中国 北京

フェアスカイの孔繁文及び張秋林が代理した案件が、CNIPA2018年特許復審無効十大案件に選出

フェアスカイ特許法律事務所の孔繁文及び張秋林が代理した「中微半導体設備(上海)有限公司vs維易科精密器具国際貿易(上海)有限公司(Veeco Instruments Inc.の中国支所)」発明特許無効案件が、国家知識産権局2018年特許復審無効十大案件に選出された。

 

【本案件の基礎情報】

案件整理番号:第5W113251号

決定日:2017年11月17日

特許番号:201220056049.5

発明名称:化学気相蒸着装置

特許権者:中微半導体設備(上海)有限公司

無効宣告請求人:維易科精密器具国際貿易(上海)有限公司

 

【本案件の紹介】

請求人である維易科精密器具国際貿易(上海)有限公司(以下、「維易科公司」と称する)は、中微半導体設備(上海)有限公司(以下、「中微公司」と称する)保有の第ZL 201220056049.5号特許権に対して無効宣告請求を提出した。係争特許発明は、化学気相蒸着(CVD)装置、特に有機金属化学気相蒸着(MOCVD)装置に関するもの。
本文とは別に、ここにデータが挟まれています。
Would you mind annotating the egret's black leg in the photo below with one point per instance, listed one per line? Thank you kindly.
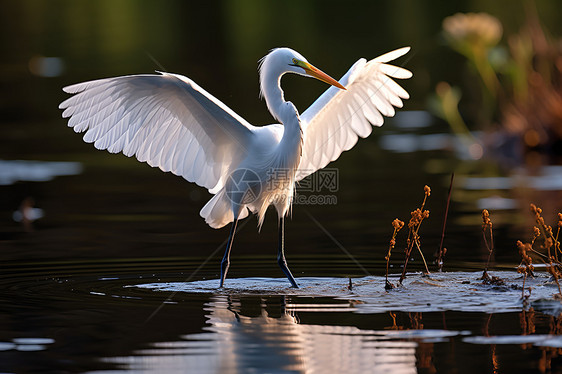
(281, 254)
(226, 258)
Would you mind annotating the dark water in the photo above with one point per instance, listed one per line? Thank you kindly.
(118, 272)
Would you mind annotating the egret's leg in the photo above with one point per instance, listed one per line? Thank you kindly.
(226, 258)
(281, 254)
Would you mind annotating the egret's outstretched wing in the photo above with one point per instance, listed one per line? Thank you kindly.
(166, 120)
(333, 123)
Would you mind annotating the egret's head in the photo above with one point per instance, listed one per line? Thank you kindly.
(286, 60)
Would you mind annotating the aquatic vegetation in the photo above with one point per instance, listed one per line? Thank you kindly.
(442, 251)
(487, 227)
(397, 224)
(417, 217)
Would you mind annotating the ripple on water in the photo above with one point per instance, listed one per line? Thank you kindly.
(455, 291)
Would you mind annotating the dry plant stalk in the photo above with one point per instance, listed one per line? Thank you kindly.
(416, 220)
(549, 241)
(526, 265)
(397, 224)
(487, 226)
(442, 251)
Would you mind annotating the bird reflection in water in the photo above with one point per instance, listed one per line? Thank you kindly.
(243, 336)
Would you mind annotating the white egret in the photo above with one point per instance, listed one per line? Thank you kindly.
(168, 121)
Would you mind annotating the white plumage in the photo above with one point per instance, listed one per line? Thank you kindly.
(170, 122)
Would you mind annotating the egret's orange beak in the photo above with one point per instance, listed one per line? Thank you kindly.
(319, 74)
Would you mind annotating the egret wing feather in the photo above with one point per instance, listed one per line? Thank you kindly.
(166, 120)
(336, 120)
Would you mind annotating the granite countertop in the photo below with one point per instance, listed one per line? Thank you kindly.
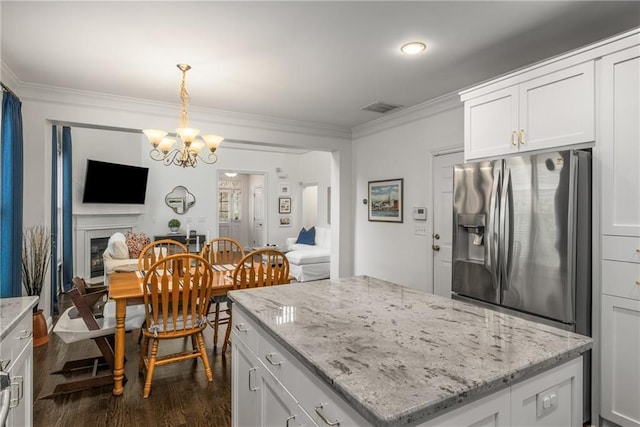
(12, 310)
(399, 355)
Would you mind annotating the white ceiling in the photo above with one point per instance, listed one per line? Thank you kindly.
(317, 62)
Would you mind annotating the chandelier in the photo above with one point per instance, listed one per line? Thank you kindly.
(188, 151)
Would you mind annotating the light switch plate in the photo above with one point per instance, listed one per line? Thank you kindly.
(547, 401)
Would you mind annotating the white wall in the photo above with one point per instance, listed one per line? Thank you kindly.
(393, 251)
(42, 106)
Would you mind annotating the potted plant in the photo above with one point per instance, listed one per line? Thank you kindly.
(174, 225)
(36, 253)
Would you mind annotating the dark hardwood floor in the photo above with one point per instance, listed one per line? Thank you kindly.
(180, 393)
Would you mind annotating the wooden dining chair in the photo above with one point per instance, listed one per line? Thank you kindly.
(264, 267)
(81, 322)
(157, 250)
(222, 253)
(177, 289)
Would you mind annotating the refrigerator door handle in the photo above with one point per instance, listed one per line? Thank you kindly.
(492, 235)
(504, 227)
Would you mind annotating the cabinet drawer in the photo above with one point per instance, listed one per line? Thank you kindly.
(279, 361)
(245, 329)
(617, 248)
(15, 342)
(621, 279)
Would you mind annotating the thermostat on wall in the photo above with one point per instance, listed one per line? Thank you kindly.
(420, 213)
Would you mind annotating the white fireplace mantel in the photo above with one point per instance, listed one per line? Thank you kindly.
(87, 227)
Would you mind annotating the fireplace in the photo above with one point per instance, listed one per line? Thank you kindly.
(97, 246)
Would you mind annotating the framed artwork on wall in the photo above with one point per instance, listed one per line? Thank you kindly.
(284, 205)
(285, 189)
(285, 221)
(385, 200)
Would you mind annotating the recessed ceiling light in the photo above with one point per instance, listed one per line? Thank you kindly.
(413, 48)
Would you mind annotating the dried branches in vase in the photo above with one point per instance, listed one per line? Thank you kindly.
(36, 253)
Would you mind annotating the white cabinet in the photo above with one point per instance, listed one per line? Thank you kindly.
(245, 395)
(620, 360)
(619, 142)
(271, 387)
(491, 411)
(16, 358)
(543, 111)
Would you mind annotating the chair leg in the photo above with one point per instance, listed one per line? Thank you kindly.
(152, 365)
(204, 357)
(144, 352)
(216, 324)
(227, 335)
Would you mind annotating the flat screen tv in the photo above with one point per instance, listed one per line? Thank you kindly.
(114, 183)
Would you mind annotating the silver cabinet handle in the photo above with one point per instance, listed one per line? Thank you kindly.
(324, 419)
(241, 327)
(24, 335)
(254, 370)
(292, 417)
(270, 359)
(17, 381)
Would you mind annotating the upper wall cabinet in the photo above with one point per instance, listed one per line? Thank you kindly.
(544, 110)
(619, 142)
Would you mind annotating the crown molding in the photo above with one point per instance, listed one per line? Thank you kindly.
(50, 94)
(438, 105)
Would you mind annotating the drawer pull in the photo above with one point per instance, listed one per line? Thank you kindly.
(324, 419)
(24, 335)
(270, 359)
(242, 328)
(18, 382)
(250, 371)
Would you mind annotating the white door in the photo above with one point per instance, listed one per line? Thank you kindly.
(443, 221)
(258, 237)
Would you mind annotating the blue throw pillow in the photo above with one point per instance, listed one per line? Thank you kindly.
(307, 237)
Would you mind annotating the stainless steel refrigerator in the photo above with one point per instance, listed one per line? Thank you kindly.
(522, 238)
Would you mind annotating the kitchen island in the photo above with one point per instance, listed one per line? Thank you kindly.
(364, 351)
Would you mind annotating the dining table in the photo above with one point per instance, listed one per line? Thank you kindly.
(126, 288)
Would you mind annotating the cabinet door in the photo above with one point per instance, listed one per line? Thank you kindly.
(620, 392)
(491, 411)
(558, 109)
(489, 124)
(553, 398)
(245, 394)
(620, 147)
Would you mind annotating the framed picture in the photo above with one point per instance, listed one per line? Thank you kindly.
(285, 221)
(385, 200)
(284, 205)
(285, 189)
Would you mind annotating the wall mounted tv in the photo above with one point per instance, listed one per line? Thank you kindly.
(114, 183)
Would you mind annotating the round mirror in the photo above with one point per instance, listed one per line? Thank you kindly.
(180, 200)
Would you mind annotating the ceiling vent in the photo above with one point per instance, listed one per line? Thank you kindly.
(380, 107)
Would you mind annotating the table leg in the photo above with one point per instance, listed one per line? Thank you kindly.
(118, 371)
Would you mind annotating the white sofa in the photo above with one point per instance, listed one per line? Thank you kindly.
(116, 257)
(310, 262)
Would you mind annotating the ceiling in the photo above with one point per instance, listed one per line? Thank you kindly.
(316, 62)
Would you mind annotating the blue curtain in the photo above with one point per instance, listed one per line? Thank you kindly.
(67, 211)
(11, 165)
(54, 219)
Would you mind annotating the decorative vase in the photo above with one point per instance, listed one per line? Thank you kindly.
(40, 331)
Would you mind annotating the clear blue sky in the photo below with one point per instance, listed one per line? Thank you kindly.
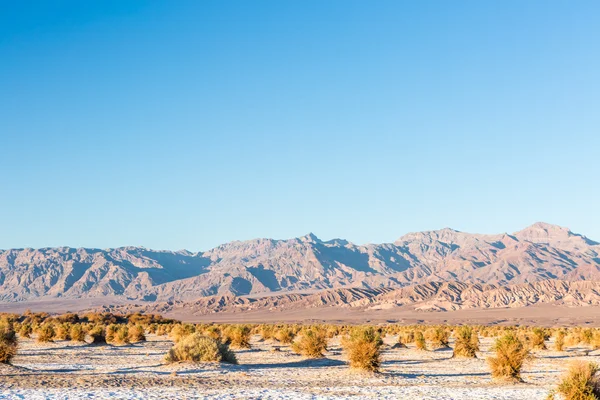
(186, 124)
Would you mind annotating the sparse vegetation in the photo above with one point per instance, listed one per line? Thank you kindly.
(363, 349)
(311, 342)
(511, 354)
(467, 343)
(199, 348)
(580, 382)
(8, 342)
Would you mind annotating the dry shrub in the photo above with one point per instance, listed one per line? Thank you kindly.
(26, 330)
(77, 333)
(538, 339)
(399, 342)
(62, 332)
(98, 335)
(213, 332)
(311, 342)
(111, 332)
(238, 336)
(45, 333)
(559, 341)
(467, 343)
(8, 343)
(580, 382)
(511, 354)
(439, 337)
(199, 348)
(420, 342)
(121, 335)
(595, 341)
(180, 331)
(407, 337)
(285, 335)
(363, 348)
(137, 334)
(266, 332)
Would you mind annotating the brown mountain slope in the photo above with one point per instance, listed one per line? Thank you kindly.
(261, 266)
(432, 296)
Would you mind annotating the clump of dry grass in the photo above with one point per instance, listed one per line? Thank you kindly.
(311, 342)
(62, 332)
(45, 333)
(180, 331)
(137, 334)
(121, 335)
(467, 343)
(285, 335)
(439, 337)
(420, 342)
(77, 333)
(26, 330)
(238, 336)
(580, 382)
(559, 341)
(511, 354)
(363, 348)
(199, 348)
(8, 343)
(538, 339)
(98, 335)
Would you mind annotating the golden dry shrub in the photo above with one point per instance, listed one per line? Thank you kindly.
(466, 344)
(420, 342)
(121, 335)
(559, 341)
(179, 331)
(111, 332)
(363, 349)
(595, 341)
(580, 382)
(45, 333)
(25, 330)
(537, 339)
(98, 335)
(511, 354)
(77, 333)
(408, 337)
(311, 343)
(285, 335)
(62, 332)
(199, 348)
(439, 337)
(266, 332)
(400, 342)
(137, 334)
(213, 332)
(8, 343)
(238, 336)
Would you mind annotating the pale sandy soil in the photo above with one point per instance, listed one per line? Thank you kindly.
(64, 370)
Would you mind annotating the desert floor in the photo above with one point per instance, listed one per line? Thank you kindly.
(64, 370)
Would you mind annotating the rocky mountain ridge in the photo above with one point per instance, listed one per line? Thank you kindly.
(262, 266)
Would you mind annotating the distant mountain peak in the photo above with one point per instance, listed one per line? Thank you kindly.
(310, 237)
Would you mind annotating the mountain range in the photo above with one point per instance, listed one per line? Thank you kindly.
(298, 266)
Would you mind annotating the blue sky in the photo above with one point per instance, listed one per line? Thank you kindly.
(186, 124)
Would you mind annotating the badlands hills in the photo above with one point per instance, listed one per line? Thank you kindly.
(435, 270)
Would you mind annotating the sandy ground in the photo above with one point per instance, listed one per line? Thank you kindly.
(63, 370)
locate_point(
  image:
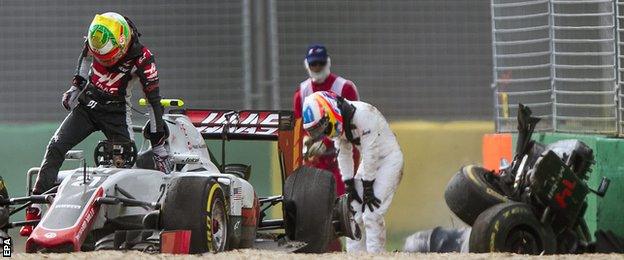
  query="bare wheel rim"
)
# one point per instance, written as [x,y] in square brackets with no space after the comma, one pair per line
[522,241]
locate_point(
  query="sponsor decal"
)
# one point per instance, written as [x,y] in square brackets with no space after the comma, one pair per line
[7,246]
[246,123]
[85,223]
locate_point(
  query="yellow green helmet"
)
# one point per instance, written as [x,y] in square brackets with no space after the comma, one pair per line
[109,38]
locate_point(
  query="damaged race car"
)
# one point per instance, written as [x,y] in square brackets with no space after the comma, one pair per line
[535,205]
[123,203]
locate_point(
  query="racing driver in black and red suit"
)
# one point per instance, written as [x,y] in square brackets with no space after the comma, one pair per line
[99,101]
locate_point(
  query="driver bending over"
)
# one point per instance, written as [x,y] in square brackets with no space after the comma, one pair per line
[99,103]
[359,124]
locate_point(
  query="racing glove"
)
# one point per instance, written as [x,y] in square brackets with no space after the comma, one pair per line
[313,148]
[350,188]
[369,198]
[70,97]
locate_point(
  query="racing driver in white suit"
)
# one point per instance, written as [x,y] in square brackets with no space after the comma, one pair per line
[371,189]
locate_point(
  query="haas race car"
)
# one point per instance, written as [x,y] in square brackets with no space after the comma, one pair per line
[123,203]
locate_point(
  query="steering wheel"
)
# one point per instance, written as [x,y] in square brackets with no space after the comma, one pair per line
[115,154]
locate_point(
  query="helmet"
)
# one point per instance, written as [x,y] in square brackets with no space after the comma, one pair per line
[317,54]
[321,115]
[109,37]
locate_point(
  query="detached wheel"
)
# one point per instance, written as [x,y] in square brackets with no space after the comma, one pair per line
[471,192]
[511,227]
[4,211]
[309,197]
[198,204]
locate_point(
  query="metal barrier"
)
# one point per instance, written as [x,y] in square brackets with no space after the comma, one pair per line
[619,16]
[584,86]
[578,94]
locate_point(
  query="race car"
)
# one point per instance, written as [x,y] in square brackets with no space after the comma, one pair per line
[202,206]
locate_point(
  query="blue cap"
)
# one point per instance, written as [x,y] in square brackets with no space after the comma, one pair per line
[316,52]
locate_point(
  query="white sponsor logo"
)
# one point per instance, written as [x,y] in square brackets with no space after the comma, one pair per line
[106,79]
[67,206]
[84,224]
[151,72]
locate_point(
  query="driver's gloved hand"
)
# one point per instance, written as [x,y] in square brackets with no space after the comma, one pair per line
[79,82]
[369,198]
[70,98]
[350,188]
[162,160]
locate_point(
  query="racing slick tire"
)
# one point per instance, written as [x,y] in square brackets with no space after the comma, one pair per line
[309,197]
[197,204]
[469,193]
[511,227]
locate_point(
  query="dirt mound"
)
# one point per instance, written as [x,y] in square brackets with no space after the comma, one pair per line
[258,254]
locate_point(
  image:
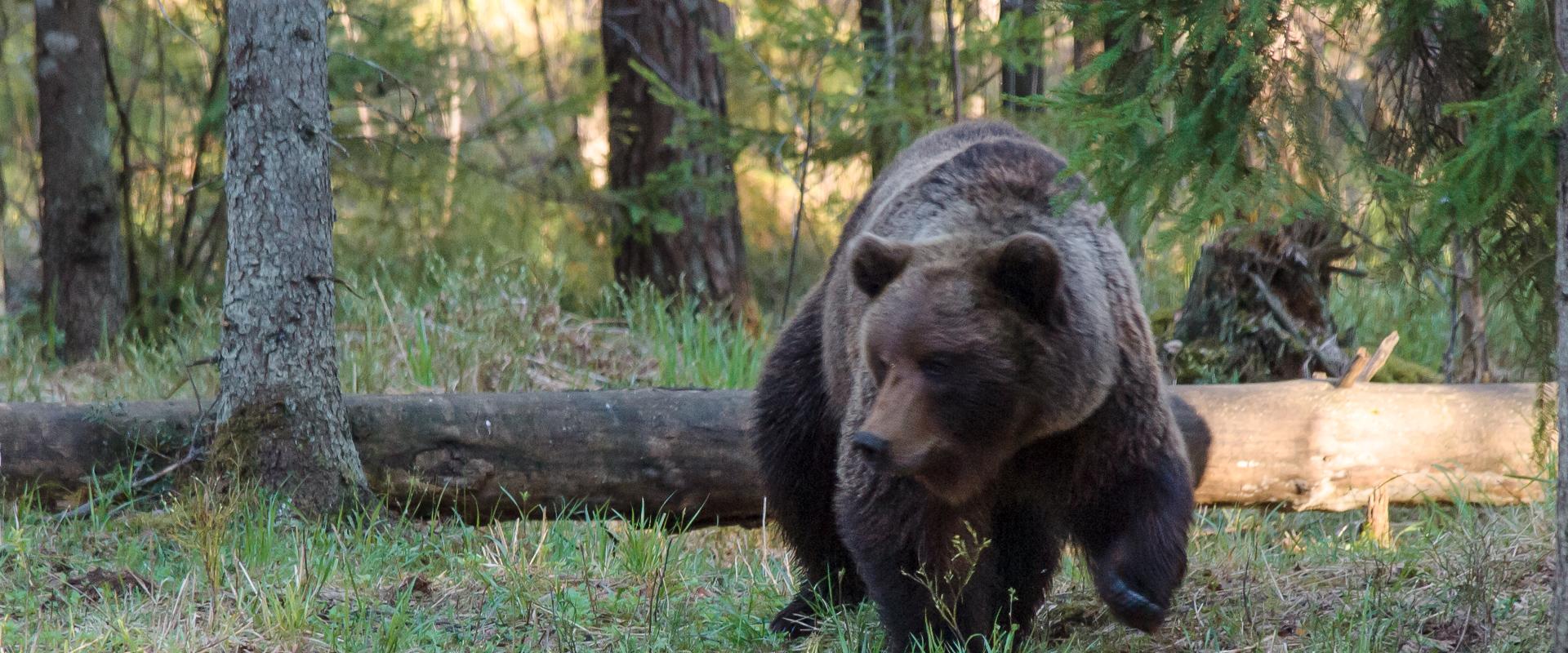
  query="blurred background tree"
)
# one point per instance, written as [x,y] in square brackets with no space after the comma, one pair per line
[1416,134]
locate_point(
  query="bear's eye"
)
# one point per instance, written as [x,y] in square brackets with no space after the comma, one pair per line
[938,365]
[879,368]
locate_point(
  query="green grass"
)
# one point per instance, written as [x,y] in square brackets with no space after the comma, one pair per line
[195,571]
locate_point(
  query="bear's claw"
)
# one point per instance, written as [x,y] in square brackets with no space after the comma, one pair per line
[1133,608]
[795,620]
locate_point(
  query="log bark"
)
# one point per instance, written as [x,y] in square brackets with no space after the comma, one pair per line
[279,406]
[80,247]
[679,220]
[1300,445]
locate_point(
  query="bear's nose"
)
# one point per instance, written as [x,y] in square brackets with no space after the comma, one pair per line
[869,443]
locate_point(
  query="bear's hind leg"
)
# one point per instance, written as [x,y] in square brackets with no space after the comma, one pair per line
[795,439]
[1029,547]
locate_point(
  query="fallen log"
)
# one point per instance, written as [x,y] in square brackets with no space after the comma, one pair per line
[1300,445]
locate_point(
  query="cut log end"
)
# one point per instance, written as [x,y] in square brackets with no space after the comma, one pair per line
[644,453]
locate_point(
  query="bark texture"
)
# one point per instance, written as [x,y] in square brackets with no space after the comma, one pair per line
[279,406]
[1031,77]
[83,257]
[1561,580]
[1256,307]
[1302,445]
[679,221]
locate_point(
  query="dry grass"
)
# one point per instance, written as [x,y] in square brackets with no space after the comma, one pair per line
[190,571]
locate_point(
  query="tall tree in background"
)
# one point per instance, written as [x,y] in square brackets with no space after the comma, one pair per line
[1022,74]
[679,224]
[901,76]
[83,257]
[279,404]
[1431,57]
[1561,580]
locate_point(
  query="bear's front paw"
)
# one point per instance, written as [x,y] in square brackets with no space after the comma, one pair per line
[795,620]
[1133,608]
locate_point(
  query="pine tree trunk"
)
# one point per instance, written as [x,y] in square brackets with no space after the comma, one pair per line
[80,245]
[279,406]
[1561,580]
[899,85]
[1031,78]
[678,229]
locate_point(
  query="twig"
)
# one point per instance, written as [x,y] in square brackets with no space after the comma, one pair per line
[1353,373]
[642,57]
[800,201]
[1385,349]
[87,508]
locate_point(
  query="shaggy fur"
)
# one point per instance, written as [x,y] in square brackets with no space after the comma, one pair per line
[971,387]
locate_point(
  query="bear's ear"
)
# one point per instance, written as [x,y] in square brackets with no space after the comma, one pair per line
[875,262]
[1027,269]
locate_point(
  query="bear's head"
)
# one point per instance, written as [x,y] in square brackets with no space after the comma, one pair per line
[966,344]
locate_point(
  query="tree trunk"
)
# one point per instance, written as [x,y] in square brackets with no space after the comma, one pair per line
[1302,443]
[1561,578]
[1031,78]
[679,221]
[279,404]
[85,287]
[899,78]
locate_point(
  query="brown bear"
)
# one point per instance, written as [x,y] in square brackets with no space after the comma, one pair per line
[969,387]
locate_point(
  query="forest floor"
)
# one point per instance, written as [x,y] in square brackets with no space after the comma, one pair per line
[195,571]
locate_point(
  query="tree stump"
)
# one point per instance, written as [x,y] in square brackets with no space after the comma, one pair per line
[1256,307]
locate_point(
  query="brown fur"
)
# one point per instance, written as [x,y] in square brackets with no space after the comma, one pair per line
[976,366]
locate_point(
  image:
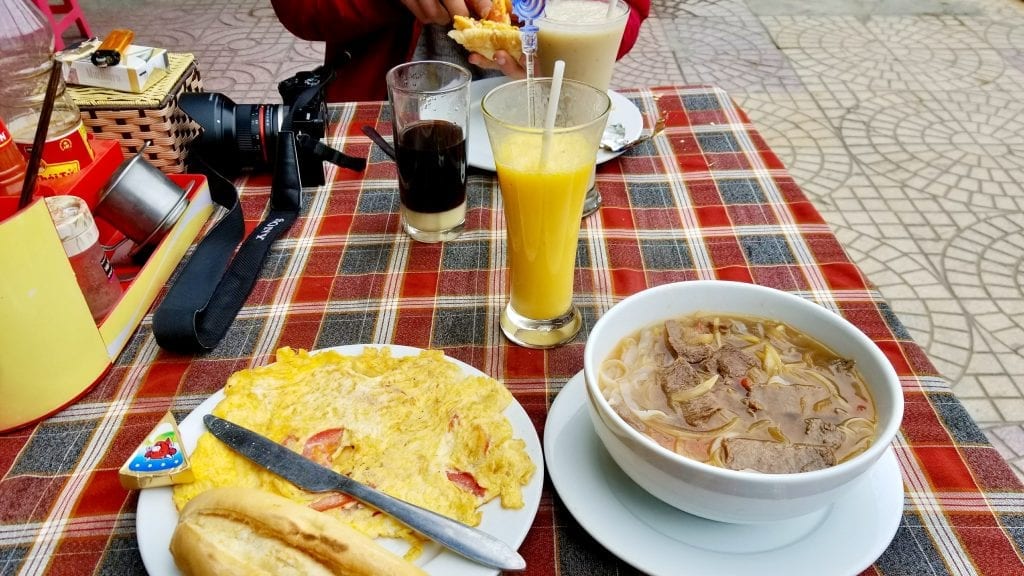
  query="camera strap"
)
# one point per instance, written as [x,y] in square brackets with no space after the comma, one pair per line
[207,295]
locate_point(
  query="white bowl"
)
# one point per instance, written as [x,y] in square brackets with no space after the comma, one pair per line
[716,493]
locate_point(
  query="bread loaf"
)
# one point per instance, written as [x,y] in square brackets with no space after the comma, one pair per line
[245,531]
[484,37]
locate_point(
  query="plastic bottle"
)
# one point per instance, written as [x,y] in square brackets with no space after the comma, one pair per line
[26,59]
[11,164]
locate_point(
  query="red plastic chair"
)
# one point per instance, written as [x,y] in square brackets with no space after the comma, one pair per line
[61,16]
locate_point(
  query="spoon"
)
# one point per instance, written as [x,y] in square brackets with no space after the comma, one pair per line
[379,140]
[614,142]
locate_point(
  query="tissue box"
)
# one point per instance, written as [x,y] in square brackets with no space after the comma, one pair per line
[139,67]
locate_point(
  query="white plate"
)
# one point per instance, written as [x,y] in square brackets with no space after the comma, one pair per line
[623,112]
[660,540]
[157,517]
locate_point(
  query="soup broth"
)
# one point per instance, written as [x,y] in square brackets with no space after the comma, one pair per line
[740,393]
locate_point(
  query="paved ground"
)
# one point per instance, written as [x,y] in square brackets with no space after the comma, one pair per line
[900,119]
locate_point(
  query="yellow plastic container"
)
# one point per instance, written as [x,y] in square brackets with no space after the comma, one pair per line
[51,351]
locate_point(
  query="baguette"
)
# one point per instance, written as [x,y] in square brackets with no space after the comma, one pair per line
[245,531]
[484,37]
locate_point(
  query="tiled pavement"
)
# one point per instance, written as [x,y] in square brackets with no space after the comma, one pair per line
[901,119]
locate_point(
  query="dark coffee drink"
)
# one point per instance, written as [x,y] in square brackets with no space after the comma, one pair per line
[431,158]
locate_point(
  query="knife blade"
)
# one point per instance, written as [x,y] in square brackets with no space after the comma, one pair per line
[474,544]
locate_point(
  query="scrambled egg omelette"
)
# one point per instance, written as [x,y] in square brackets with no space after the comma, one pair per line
[415,427]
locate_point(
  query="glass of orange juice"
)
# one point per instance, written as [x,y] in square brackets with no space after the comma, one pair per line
[543,175]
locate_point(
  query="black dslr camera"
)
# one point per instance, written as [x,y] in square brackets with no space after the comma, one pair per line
[245,135]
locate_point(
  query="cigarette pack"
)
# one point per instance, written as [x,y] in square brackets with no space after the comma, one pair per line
[139,67]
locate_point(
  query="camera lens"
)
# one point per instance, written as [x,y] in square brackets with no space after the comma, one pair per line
[235,136]
[257,126]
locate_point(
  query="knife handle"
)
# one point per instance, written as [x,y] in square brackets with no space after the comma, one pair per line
[470,542]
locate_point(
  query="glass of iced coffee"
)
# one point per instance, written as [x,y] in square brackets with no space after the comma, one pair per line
[430,121]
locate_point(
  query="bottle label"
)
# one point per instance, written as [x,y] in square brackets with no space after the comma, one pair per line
[65,155]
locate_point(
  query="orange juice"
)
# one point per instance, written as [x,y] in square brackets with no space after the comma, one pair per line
[543,205]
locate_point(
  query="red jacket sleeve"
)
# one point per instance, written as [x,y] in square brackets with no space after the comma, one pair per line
[339,22]
[639,10]
[364,39]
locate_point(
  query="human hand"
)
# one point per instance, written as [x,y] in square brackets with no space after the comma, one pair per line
[503,62]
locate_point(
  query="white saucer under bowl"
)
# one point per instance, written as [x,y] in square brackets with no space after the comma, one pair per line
[624,113]
[660,540]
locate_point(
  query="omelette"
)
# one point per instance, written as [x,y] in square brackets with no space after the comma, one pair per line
[415,427]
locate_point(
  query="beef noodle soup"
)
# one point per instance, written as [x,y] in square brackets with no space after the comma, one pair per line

維易科公司は、この分野で大半のコア技術を保有する業界大手企業で、2017年4月にニューヨーク東部連邦裁判所で、中微公司のコア部品サプライヤーであるSGLに対して特許侵害訴訟を起こし、行為保全決定を得、SGLによる中微公司へ部品提供を差し止めた。これに対抗する形で、中微公司は、維易科公司が係争特許権を侵害するとして、維易科公司を相手取って福建省高級人民裁判所に提訴した。そこで、維易科公司は、係争特許に対して元特許復審委員会に無効審判請求を提出した。係争特許に係る「MOCVD装置」は半導体素子(例えば、LEDチップ)を生産するための重要設備であり、半導体業界で重要な役割を果たし、業界発展に重要な影響力を有している。このため、本案件は半導体業界及び社会で広く注目を浴び、2017年中国半導体業界の十大事件の一つとなった。

元特許復審委員会は、特許権者が無効審判段階で提出した修正後の権利要求を基に審査し、第33884号無効審判請求決定書で特許権の有効性を維持した。

本決定が出された後、中微公司は福建省高級人民裁判所で維易科公司に対する行為保全決定を得た。その後、両者の継続交渉により、双方は本件特許紛争を停止することに合意し、全世界で相互に実施許諾するとの和解契約書を締結した。

 

【本案件の意義】

本案件は、新規性及び進歩性の評価においては技術本質を把握すべきという審査理念に基づき、発明に対する分析が技術的特徴の対比及び技術の判断に当たって重要な役割を果たすということを示した。

さらに、本案件は、企業間競争において特許が有効な武器として重要な役割を果たすということ、また、中国企業が国際市場競争で自身の知的財産権を効果的に活用できるということを示した。